Abaixo de Luhay Hamido surgem duas figuras de relevo. Edu Villegas, diretor desportivo, e José Juan Romero, treinador. Ambos contam com um contrato válido para a próxima temporada e terão que montar uma equipa competitiva para disputar a La Liga 2, pautada pelo seu equilíbrio e surpresas.
José Juan Romero é um dos segredos mais bem guardados do futebol espanhol. O técnico de 50 anos cresceu na equipa B do Real Bétis, depois de ter realizado parte da sua carreira no Gerena, onde foi considerado o Pep Guardiola local. Responsável por lançar vários talentos nos andaluzes, regressou ao Ceuta em 2022, para salvar a entidade de uma descida praticamente certa (eram 14 pontos para a linha de água). A partir de aí, foi sempre a crescer, atingindo finalmente as competições profissionais. O treinador já admitiu que tem vários jogadores da zona de Sevilha debaixo de olho e não será de estranhar que alguns elementos que orientou no passado rumem a África na próxima janela de transferências.

O verão vai ser de mexidas em Ceuta. Além do plantel, que terá que sofrer algumas alterações, o Alfonso Murube vai contar com uma remodelação. O estádio não tem as melhores condições e terão que existir de mudanças na estrutura, para que a tecnologia do VAR possa ser implementada (a possibilidade de começarem a época no Nuevo Mirandilla, em Cádiz, é bem real), por exemplo. Luhay Hamido contará com meses atarefados, já que a missão que se segue não é simples. Afinal, o Ceuta vai participar numa competição de 42 jornadas (como mínimo), além da presença na Taça do Rei. A equipa terá que receber formações profissionais que nunca viajaram até África em 21 ocasiões, o que promete ser uma semana marcante para os oponentes.

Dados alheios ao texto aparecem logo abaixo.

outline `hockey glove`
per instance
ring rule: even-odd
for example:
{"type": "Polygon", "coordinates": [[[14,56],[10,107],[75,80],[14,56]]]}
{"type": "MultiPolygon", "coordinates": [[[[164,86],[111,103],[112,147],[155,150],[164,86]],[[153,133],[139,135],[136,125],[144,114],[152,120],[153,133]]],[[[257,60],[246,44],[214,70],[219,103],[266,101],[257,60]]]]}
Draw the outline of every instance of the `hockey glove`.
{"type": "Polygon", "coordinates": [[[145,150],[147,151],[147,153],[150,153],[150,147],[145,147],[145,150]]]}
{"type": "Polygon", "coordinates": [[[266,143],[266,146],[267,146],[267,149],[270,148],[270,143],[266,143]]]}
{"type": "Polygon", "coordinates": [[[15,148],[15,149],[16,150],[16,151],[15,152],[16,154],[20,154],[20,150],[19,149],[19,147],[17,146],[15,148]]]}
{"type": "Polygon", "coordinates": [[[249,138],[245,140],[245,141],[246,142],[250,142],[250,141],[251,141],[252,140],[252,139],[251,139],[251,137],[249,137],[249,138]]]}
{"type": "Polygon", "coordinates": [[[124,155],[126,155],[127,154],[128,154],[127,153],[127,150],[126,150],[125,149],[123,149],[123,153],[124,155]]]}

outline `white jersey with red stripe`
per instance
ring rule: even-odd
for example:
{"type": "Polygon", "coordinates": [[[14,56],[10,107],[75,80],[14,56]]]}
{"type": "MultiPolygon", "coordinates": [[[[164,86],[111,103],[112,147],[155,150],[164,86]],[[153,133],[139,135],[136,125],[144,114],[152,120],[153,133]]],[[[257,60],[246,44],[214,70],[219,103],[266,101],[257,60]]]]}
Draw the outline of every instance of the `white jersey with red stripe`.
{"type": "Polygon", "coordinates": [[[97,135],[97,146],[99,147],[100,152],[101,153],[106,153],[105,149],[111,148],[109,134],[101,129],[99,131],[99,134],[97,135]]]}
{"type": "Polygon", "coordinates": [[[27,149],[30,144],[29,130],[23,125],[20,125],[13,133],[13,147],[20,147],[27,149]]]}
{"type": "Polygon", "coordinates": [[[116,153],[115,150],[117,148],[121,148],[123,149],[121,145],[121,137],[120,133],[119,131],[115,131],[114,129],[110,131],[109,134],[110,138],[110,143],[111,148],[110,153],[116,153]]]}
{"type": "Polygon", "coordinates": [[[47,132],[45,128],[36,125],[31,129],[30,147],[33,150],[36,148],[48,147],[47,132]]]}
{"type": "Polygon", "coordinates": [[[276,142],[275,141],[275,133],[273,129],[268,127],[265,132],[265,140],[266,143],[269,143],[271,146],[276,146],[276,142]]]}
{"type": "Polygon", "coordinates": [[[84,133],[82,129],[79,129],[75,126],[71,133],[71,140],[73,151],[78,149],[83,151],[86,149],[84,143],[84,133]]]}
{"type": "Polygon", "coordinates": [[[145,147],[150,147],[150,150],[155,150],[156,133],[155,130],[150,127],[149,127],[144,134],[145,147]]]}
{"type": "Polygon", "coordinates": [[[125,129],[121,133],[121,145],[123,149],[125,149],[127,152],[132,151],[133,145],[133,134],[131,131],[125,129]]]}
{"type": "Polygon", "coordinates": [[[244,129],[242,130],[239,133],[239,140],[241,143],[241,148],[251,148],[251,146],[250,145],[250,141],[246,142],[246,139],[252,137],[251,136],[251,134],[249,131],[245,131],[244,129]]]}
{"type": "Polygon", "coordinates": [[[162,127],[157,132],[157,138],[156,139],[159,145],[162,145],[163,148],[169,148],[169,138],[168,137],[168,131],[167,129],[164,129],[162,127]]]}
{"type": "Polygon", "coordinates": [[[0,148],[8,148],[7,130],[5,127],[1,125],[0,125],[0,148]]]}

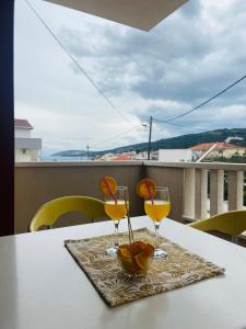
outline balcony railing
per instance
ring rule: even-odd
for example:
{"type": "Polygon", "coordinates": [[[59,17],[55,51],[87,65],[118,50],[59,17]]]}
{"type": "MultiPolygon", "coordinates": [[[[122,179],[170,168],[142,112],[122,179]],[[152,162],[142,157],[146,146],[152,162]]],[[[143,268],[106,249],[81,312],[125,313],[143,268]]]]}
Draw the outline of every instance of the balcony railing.
{"type": "MultiPolygon", "coordinates": [[[[144,213],[136,193],[143,177],[169,188],[169,217],[186,222],[204,218],[224,211],[224,185],[227,185],[227,208],[243,208],[244,172],[246,164],[234,163],[163,163],[154,161],[124,162],[38,162],[15,164],[15,232],[26,227],[37,208],[62,195],[102,197],[98,182],[103,175],[114,175],[127,185],[132,216],[144,213]],[[209,178],[209,179],[208,179],[209,178]],[[209,189],[208,189],[209,184],[209,189]],[[209,205],[210,195],[210,206],[209,205]]],[[[73,219],[68,225],[78,224],[73,219]]],[[[81,222],[82,223],[82,222],[81,222]]]]}

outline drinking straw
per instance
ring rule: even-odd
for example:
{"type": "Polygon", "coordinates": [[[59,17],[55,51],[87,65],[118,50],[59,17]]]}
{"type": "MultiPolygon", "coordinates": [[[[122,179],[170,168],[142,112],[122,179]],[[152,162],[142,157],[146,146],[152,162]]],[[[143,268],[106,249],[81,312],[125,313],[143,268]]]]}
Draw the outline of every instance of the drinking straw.
{"type": "Polygon", "coordinates": [[[129,208],[128,208],[127,200],[126,200],[126,198],[125,198],[125,206],[126,206],[126,208],[127,208],[127,224],[128,224],[129,242],[130,242],[130,245],[132,245],[133,248],[134,248],[134,236],[133,236],[133,230],[132,230],[132,227],[131,227],[131,220],[130,220],[130,215],[129,215],[129,208]]]}
{"type": "Polygon", "coordinates": [[[144,183],[145,183],[145,186],[147,186],[147,190],[148,190],[148,193],[149,193],[149,197],[151,200],[151,203],[154,204],[154,200],[153,200],[153,195],[151,193],[151,189],[150,189],[150,184],[149,184],[149,180],[144,180],[144,183]]]}
{"type": "Polygon", "coordinates": [[[112,188],[110,188],[110,185],[108,184],[106,178],[104,177],[103,180],[104,180],[104,182],[105,182],[105,184],[106,184],[106,186],[107,186],[107,191],[109,192],[110,196],[112,196],[113,200],[115,201],[115,204],[117,204],[117,198],[115,197],[115,195],[114,195],[114,193],[113,193],[113,191],[112,191],[112,188]]]}

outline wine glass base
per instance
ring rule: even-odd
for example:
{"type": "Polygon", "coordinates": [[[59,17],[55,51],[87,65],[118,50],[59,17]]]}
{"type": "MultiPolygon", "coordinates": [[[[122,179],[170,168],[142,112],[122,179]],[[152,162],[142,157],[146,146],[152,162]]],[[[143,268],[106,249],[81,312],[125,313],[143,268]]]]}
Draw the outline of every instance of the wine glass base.
{"type": "Polygon", "coordinates": [[[154,250],[154,258],[157,259],[157,258],[165,258],[167,257],[167,252],[162,250],[162,249],[155,249],[154,250]]]}
{"type": "Polygon", "coordinates": [[[112,246],[112,247],[107,248],[105,252],[109,257],[116,257],[117,252],[118,252],[118,247],[117,246],[112,246]]]}

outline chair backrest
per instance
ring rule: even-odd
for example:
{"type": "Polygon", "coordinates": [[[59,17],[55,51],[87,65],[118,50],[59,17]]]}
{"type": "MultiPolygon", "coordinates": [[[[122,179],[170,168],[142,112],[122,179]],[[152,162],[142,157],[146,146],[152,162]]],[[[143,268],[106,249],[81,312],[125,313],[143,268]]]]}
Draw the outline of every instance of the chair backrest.
{"type": "Polygon", "coordinates": [[[232,237],[246,230],[246,211],[233,211],[189,224],[190,227],[211,231],[216,230],[232,237]]]}
{"type": "Polygon", "coordinates": [[[62,196],[44,204],[34,215],[28,230],[36,231],[42,226],[50,227],[61,215],[69,212],[80,212],[91,222],[107,217],[101,200],[90,196],[62,196]]]}

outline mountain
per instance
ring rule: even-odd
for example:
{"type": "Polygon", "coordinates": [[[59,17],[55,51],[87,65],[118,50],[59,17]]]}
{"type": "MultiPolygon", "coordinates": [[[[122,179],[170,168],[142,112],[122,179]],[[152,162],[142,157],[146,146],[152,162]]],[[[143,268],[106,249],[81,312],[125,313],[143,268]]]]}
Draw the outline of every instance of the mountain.
{"type": "MultiPolygon", "coordinates": [[[[189,148],[194,145],[198,145],[201,143],[215,143],[215,141],[225,141],[230,139],[231,144],[246,146],[246,128],[233,128],[233,129],[216,129],[210,132],[203,132],[199,134],[188,134],[181,135],[177,137],[171,137],[165,139],[160,139],[152,141],[151,149],[156,150],[160,148],[168,149],[168,148],[189,148]],[[233,137],[242,138],[242,139],[233,139],[233,137]]],[[[127,145],[122,147],[116,147],[113,149],[107,149],[104,151],[90,151],[90,156],[104,155],[108,152],[120,154],[127,151],[143,151],[148,150],[148,143],[139,143],[127,145]]],[[[86,156],[86,150],[66,150],[54,154],[52,156],[59,157],[81,157],[86,156]]]]}

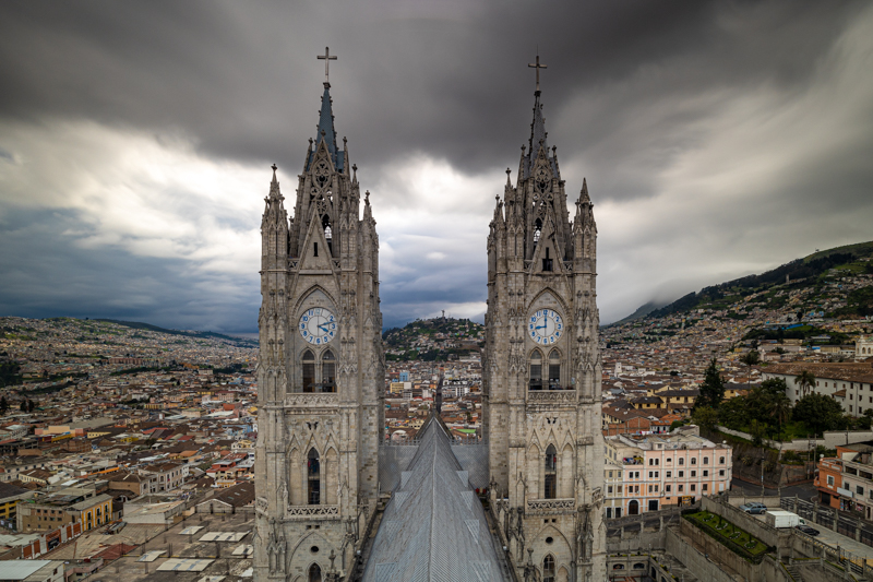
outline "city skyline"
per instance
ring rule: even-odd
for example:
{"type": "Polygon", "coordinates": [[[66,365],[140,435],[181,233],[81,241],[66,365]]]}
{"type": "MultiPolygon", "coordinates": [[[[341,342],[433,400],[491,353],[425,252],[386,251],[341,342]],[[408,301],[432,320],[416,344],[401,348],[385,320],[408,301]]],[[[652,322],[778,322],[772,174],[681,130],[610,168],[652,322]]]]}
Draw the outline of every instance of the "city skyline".
{"type": "Polygon", "coordinates": [[[254,331],[270,165],[294,199],[325,46],[386,326],[481,321],[537,52],[602,323],[871,238],[868,4],[431,4],[5,3],[2,314],[254,331]]]}

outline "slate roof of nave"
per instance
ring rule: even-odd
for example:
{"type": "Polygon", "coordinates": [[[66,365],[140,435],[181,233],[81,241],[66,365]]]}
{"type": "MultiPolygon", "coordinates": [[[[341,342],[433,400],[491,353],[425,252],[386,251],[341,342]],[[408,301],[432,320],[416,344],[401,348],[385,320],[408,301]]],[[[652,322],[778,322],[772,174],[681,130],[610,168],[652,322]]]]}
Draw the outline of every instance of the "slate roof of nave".
{"type": "Polygon", "coordinates": [[[363,581],[497,582],[504,568],[467,472],[431,417],[385,508],[363,581]]]}

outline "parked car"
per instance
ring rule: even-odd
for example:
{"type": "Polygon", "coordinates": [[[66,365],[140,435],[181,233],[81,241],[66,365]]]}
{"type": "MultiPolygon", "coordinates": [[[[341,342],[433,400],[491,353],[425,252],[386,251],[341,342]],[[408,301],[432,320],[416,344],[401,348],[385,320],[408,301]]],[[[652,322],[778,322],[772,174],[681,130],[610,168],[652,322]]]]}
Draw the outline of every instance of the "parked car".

Já o plantel está mais do que habituado a viajar por Espanha regularmente. Para chegar ao norte do país, em alguns casos, terão que usar barco, comboio, avião e autocarro. Trata-se de uma questão de adaptação para os novos jogadores, mas o sonho do futebol profissional leva a que tudo isto pareça algo banal.

Os adeptos não podem pedir um feito parecido com o atingido em 2024/25. A instituição não tem as condições necessárias para lutar por uma promoção e não fará seguramente um all-in completamente desnecessário. A opção pela estabilização é a via mais óbvia e a que faz mais sentido, tendo em vista os passos que foram dados até ao momento.
Ceuta é uma cidade especial. Trata-se de um local com várias culturas, sendo que em vários aspetos as mesmas entram em conflito. Contudo, o futebol consegue mover paixões e criar laços onde parece ser impossível que os mesmos existam. No Alfonso Murube há várias religiões e diferentes nacionalidades. Contudo, há apenas um clube e todos cantam a uma só voz.